19. In institutions where financial resources do not allow for centers and/or administrative support for any “minorities,” there should at least be an ombudsperson or other clearly recognized, identified, and publicized as an official liaison to the campus LGBTQ community.
V. Curriculum / Educational Materials / Academic Affairs
1. Issues relating to LGBTQ people should be formally and permanently integrated into existing courses across the curriculum
2. Speakers on LGBTQ topics, and particularly those who present scholarly research on LGBTQ topics, should be brought to campus regularly.
3. Courses dealing specifically with LGBTQ issues in the humanities, natural sciences, education, social sciences, and other disciplines should be established.
4. A visiting scholar position in LGBTQ studies should be created and supported on a continuing basis.
5. College and university libraries should increase their holdings of LGBTQ books, periodicals, and computer networking systems.
6. Campus facilities should be available for regional LGBTQ studies conferences, with administrative support provided.
7. Fellowship opportunities should be created and funded for teaching and research of LGBTQ topics.
8. Scholarship and research into LGBTQ history, culture, and theory should be encouraged and supported in faculty and students.
9. All multicultural education should be inclusive of the issues, history, culture, and experiences of LGBTQ people in the United States and worldwide. Multicultural awareness (social diversity) courses should be mandatory for all students at some point during the undergraduate years.
VI. Employee Concerns
1. Policies regarding equal benefits and nondiscrimination should be made clear in recruiting brochures, informational materials, campus publications, and orientation sessions.
2. The university should aid, support, and fund the creation of LGBTQ faculty and staff discussion, support, and networking groups.
3. Trade unions and professional organizations should have inclusive policies and supportive services available to their members.

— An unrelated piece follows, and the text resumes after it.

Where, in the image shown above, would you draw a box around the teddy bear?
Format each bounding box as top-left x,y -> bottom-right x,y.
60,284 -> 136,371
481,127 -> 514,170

4. There should be equality in all benefits, including, for example: bereavement leave, insurance coverage, library privileges, access to gym and other recreational facilities, and listings in directories if spouses are customarily listed. In housing and other benefits, equal access must be granted to same-sex partners if benefits are available to heterosexual spouses.
5. There should be ongoing sensitivity training and staff development on LGBTQ issues for all employees.
6. Colleges and universities should cover the expenses of employees attending conferences on LGBTQ issues.
VII. Community / Off-Campus Concerns
1. Community LGBTQ groups should be invited to attend campus events as participants, guests, and event leaders and facilitators.
2. Information regarding social, religious, and other community resources should be made easily accessible to all students, staff, faculty, and administrators.
3. Counselors, administrators, and faculty should be available to parents or other community members to alleviate any concern that may arise out of the implementation of any of the above recommendations, as well as any concerns arising during their child’s coming out process, if that is the case.
4. Representatives of LGBTQ student groups from different schools should meet regularly to keep each other appraised of upcoming events, plan events together, and strengthen the LGBTQ community.
5. Publications, fundraising materials, and all other publications distributed to parents and alumni should include relevant and appropriate stories, essays, and news regarding LGBTQ issues, organizations, and events.
6. Corporations, public agencies, and government, religious, and community agencies and institutions that do not have official written policies against discrimination based on sexual orientation and, or gender identity/expression should be strongly discouraged or prohibited from on- campus employment or enlistment recruiting.